Graph of TOE100G-IP performance comparison with 1G/10G/25G/40G on the KCU116Figure 7: TOE100G-IP performance comparison with 1G/10G/25G/40G on the KCU116. (Image source: Design Gateway)

The test result demonstrates that TOE100G-IP is capable of achieving a speed of approximately 12 GB/s TCP transmission.

Example of NVMeG4-IP implementation & performance result on KCU116

Figure 8 shows the overview of the reference design based on the KCU116 to demonstrate 1CH NVMeG4-IP implementation. It’s possible to implement multiple instances of NVMeG4-IP to achieve higher storage performance if the FPGA resources are available from the User customized design.

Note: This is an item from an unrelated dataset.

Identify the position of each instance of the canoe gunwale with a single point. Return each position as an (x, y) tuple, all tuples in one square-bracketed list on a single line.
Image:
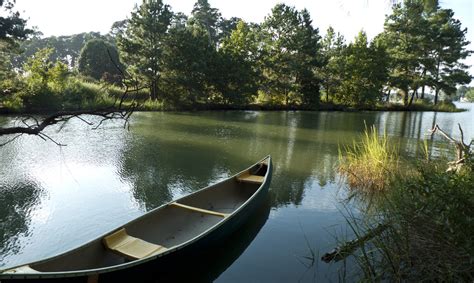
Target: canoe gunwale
[(94, 271)]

For more detail of NVMeG4-IP reference design, please refer to the NVMeG4-IP reference design document provided on Design Gateway’s website.

Diagram of NVMeG4-IP reference design overviewFigure 8: NVMeG4-IP reference design overview. (Image source: Design Gateway)

The demo system is designed to write/verify data with the NVMe SSD on the KCU116. The user controls the test operation through a Serial console. For the NVMe SSD to interface with the KCU116, an AB18-PCIeX16 adapter board is required as shown in Figure 9.

Image of NVMeG4-IP demo environment set up on KCU116 (click to enlarge)Figure 9: NVMeG4-IP demo environment set up on KCU116. (Image source: Design Gateway)

The example test result when running the demo system on the KCU116 while using the 512 GB Samsung 970 Pro is shown in Figure 10.

Graph of NVMe SSD read/write performance on KCU116 by using Samsung 970 PRO SFigure 10: NVMe SSD read/write performance on KCU116 by using Samsung 970 PRO S. (Image source: Design Gateway)

Conclusion

Both the TOE100G-IP and NVMeG4-IP Core provide the solution to utilize 100 Gbps connectivity capability on KCU116 board for networking and NVMe storage application implementation. One TOE100G-IP is capable of approximately 12 GB TCP transmission over 100 GbE. The NVMeG4-IP can provide very high-performance storage with NVMe PCIe Gen4 at approximately 4 GB/s per SSD. Multiple instances of NVMeG4-IP can be used to form a RAID0 Controller and can increase storage performance to match the 100 GbE transmission speed.

The KCU116 evaluation kit and Design Gateway’s network & storage IP solutions enable the possibility to achieve the goal of the highest possible performance with the lowest possible FPGA resource usage for a very cost-effective solution or product based on the Xilinx® Kintex UltraScale+® device.